The 1150 benchmark price was previous key support, which was easily broken through on Flash Crash Thursday, May 6. This price was also resistance in mid March and even earlier in mid January. If the SPX can hold this regaining of 1150, this would be bullish.

Below is the SPX daily chart for 2010.  The yellow horizontal line is the benchmark 1150 price. The intermediate term and long term signals remain bullish for the SPX.

Notable is the uptrend line, a measure of the rate of price ascent, from the March 9, 2009 closing low of 676.53 up through the February 8, 2010 closing low of 1056.74.  SPX broke down through this uptrend line on Flash Crash Thursday, May 6.  Today, the SPX pinned upwards through this trendline but closed right at the trendline. (I double checked my trendline as I could not believe this at first, lol).

The SPX tested the 200 day simple moving average on Thursday and Friday, but has now bounced above and closed above the 100 day sma today.  Next would be for SPX to regain the 50d sma, which is 1171.63.

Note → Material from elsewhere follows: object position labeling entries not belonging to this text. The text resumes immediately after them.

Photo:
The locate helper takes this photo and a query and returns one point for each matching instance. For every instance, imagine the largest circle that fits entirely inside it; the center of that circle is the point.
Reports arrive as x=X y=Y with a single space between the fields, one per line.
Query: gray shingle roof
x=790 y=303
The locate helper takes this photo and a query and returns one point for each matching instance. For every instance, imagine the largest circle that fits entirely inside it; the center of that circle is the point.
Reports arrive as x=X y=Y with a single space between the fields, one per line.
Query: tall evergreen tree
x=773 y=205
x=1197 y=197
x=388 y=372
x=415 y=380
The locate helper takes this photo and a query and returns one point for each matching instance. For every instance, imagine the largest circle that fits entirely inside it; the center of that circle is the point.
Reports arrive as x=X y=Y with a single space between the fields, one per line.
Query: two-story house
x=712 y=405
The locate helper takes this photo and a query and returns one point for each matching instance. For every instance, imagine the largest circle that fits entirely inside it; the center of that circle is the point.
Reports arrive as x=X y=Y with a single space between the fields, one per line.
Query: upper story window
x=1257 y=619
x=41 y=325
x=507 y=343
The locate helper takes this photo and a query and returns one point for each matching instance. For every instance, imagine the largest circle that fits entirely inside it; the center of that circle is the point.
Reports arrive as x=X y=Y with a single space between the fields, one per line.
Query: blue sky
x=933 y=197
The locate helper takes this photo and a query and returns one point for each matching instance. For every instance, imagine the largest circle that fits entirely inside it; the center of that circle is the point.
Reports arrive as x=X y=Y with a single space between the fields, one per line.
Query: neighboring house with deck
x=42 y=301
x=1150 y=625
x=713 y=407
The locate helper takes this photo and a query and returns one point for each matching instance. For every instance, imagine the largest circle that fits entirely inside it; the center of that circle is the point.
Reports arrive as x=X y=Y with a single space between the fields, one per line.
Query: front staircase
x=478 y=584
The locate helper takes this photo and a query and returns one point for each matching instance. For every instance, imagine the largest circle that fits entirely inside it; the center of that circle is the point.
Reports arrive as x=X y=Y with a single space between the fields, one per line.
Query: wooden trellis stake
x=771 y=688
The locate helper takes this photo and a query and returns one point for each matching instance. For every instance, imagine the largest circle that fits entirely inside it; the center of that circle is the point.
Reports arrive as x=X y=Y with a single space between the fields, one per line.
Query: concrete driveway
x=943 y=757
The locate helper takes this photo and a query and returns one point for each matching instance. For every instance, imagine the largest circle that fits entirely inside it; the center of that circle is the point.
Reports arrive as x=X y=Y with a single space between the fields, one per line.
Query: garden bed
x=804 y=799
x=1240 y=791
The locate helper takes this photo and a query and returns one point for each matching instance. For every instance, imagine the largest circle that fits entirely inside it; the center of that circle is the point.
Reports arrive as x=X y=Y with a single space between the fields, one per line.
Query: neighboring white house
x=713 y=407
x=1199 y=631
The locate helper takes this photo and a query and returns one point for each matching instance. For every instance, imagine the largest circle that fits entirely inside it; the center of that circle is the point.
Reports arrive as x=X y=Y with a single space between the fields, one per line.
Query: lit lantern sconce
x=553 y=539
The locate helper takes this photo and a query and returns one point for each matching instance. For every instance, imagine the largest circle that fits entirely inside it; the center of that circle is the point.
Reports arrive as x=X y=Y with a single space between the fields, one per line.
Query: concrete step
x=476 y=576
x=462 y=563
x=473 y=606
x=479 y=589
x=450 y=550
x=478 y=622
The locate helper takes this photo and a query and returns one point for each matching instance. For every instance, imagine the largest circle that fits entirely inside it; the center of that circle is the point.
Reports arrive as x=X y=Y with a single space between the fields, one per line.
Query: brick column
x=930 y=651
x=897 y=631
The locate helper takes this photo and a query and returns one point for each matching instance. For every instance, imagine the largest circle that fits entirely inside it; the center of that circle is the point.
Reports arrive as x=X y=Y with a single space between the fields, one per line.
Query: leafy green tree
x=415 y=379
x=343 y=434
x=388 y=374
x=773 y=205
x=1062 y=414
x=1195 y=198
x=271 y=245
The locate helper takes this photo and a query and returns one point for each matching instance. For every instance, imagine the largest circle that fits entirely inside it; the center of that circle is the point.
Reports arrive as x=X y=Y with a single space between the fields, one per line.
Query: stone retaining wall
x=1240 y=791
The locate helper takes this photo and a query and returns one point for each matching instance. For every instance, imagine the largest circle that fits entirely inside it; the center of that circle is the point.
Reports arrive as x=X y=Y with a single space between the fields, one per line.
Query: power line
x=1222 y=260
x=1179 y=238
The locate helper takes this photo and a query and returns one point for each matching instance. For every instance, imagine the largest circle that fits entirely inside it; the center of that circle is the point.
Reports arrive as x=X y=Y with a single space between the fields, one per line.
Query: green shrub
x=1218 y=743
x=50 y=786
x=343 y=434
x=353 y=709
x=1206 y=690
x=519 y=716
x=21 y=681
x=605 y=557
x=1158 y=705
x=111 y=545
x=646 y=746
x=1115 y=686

SPX needs to stay above 1150 to remain in bullish mode and the next test of resistance will be the 1200 area, as the SPX bulls attempt to regain all the lost ground since the 2010 YTD closing high on Friday, April 23 of 1217.28.  I commented more specifically about some of the USA equities markets variables in a post on Sunday.

Overall, being bullish, I was satisfied with today's relief rally, but not as encouraged as I hoped I would be as the trading day progressed.  I was hoping the Euro would rally more significantly, which I review below.

US Dollar

The US Dollar, pulled back a mere -0.39 or -0.46% today on the EU bailout announcement and related USA and worldwide equities relief rally.  This shows the ongoing strength of the USD and continuing demand for USD.  Perhaps this also indicates that the shift to risk assets is muted at present and the USD is still acting as a safe haven.

Below is the USD daily chart for 2010.  The yellow horizontal line is the 84.20 Monday close.  USD remains in full bull market mode.

The USD remains above a very long-term, well known downtrend line, the lavender line.  This trendline is from the January 2002 close of 120.22 down through the March 9, 2009 close of 89.17. USD actually broke through this downtrend line to the upside last week and remains above

Euro/US Dollar

A bothersome sign is that the EUR/USD has not regained and held euro 1.30. This price was pinned to the upside overnight on Sunday, but the Euro then fell back below this benchmark price. I question whether a USA equities is sustainable, and specifically that the SPX can continue upwards above 1150 and retake 1200, unless 1.30 is first regained by the Euro and an upside breakout results. An upside breakout would also indicate confidence in the Euro, and therefore in the massive European fiscal, financial, and monetary intervention.

Below is the Euro/US Dollar daily chart for 2010.  The benchmark 1.30 price is the yellow horizontal line.

Obviously the Euro, after Day 1 of the EU announcement of massive intervention, is still significantly down for the year.  The currency market response was one of caution, certainly not enthusiasm, subsequent to the EU announcement.  I am interpreting this as a "wait and see" attitude in forex.